No Quarter
any sane person would desire?"
    Usef frowned as he attempted to follow his Emperor's line of thought. "Control of an Imperial assassin?"
    "Immortality, Marshal. Immortality."
    *… first time was an accident. When the brigand speared me, I only knew that I didn't want to die. When oblivion began to close around me, I fought it—fought my way through it and out the other side. The next thing I knew, I was in the brigand's body and he was in mine. When I tried to go home, they only saw the body I wore.*
    Perched on the edge of the bench, forcing herself to remain still, Vree repeated Gyhard's story. Not until she finished, did she turn and look at Magda.
    The apprentice healer sat, bare feet up beside her, legs tucked into the circle of her arms, chin resting on her knees. Her dark eyes were locked on Vree's face.

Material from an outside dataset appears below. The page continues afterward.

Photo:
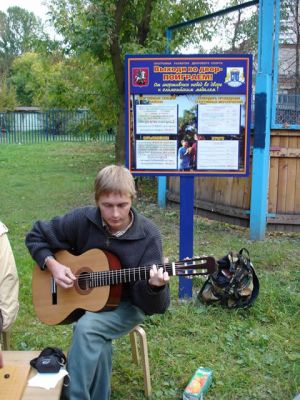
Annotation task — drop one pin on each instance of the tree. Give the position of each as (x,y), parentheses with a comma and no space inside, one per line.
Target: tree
(20,32)
(109,29)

    "What about the second time?" she said softly.
    *The second time?* Vree felt Gyhard move restlessly within the limits he'd set on himself. The second time,* he repeated, *was no accident…*
    He'd been Hinrich for seven years and that was seven years too long. In the beginning, hunted away from his home because of the body he wore, he'd thrown himself into his new identity. If his own family would treat him as a brigand, than a brigand he would be. He suspected that he hadn't been entirely sane those first few years although as he could remember every excess, every disgusting or violent act, insanity didn't seem like much of a defense.

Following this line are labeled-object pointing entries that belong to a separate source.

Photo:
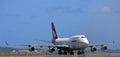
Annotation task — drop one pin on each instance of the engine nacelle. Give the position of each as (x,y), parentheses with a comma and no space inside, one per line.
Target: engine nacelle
(103,47)
(51,50)
(93,49)
(31,49)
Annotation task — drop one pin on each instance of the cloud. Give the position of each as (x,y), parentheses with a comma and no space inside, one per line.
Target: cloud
(64,10)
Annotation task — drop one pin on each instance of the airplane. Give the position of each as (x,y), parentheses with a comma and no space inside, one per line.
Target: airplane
(68,45)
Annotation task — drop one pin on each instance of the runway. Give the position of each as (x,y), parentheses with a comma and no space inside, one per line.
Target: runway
(75,55)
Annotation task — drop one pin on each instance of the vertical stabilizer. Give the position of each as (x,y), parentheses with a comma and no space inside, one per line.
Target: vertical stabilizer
(54,33)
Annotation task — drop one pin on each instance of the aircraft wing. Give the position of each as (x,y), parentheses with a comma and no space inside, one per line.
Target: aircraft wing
(29,45)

    Later, after thieving and whoring had lost its appeal, he'd made a living of sorts from an ability to brutalize those smaller and weaker than himself. Finally, he'd ended up as a caravan guard for traders too poor or too stupid to hire anyone better. He'd crossed the mountains into Cemandia with two ramshackle wagons full of junk and after drinking away his pay, such as it was, in a Cemandian tavern, he found himself heading back into the mountains again. He didn't know why. He only knew he didn't want to be Hinrich any longer.
    Three nights later, sober, cold, and hungry, he followed a stream to a shadowed pool, drawn by the smell of woodsmoke and roasting fish.

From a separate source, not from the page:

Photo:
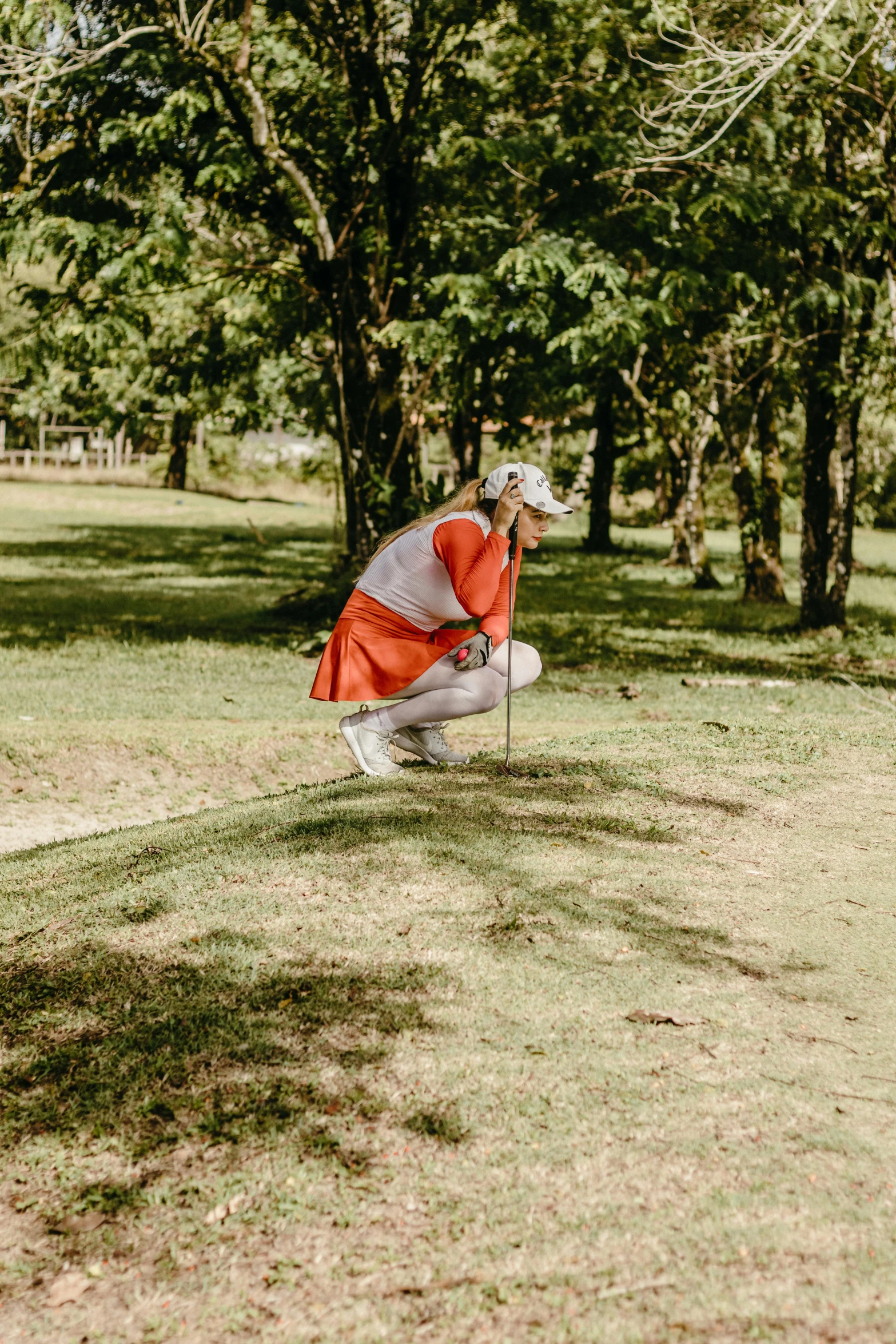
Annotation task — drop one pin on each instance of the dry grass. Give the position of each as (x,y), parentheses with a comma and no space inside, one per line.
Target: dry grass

    "Lord and Lady!" The young man behind the fire snatched up a staff. "Where did you come from?"
    He turned and pointed back along the stream. "From Artis Falls." He thought that was the name of the town, but he was so hungry he wasn't sure.
    "Are you lost?"
    Was he lost? Clamping his teeth around a bitter laugh, he nodded, then, drawn by the smell of the food, he staggered forward another two steps.
    "Are you hungry? No, wait." A luminescent smile flashed in the dusk. "That's a stupid question. You're obviously starving. Well, the dogs caught their own dinner earlier on, so there's plenty for two." The crooked staff pointed across the fire. "Sit.
    It's almost done."
    Sitting turned into a barely controlled fall and a few moments later he was stuffing fish into his mouth too fast to taste it. Some kind of roasted roots followed
    — their Cemandian name meant nothing to him—and by the time he finished all he was offered, his brain had started working again. "Shepherd?" he asked as the sounds drifting in from the night began to make sense.
    "That's right." Again the smile. "Tomas."
    "Hinrich." But not for much longer.
    Tomas stirred the embers, a shock of dark hair falling forward over brilliant eyes. "You talk funny. You're not Cemandian, are you."
    "From Shkoder."
    The shepherd laughed. "If you're heading home, you've missed the pass."
    "I have no home."
    "Oh. I'm sorry." Tomas shifted about, then launched into a long story about his own home to cover his embarrassment.
    He didn't want to know about the shepherd's home. Or his past. Or his life.
    Knowing he was a shepherd was almost too much. He stood.
    Tomas paused and looked a question at him.
    "I need to wash." That was undeniable. He stepped toward the pool.
    "Be careful, it's deep."
    That would make it easier. Heart pounding, he knelt and stared at the water.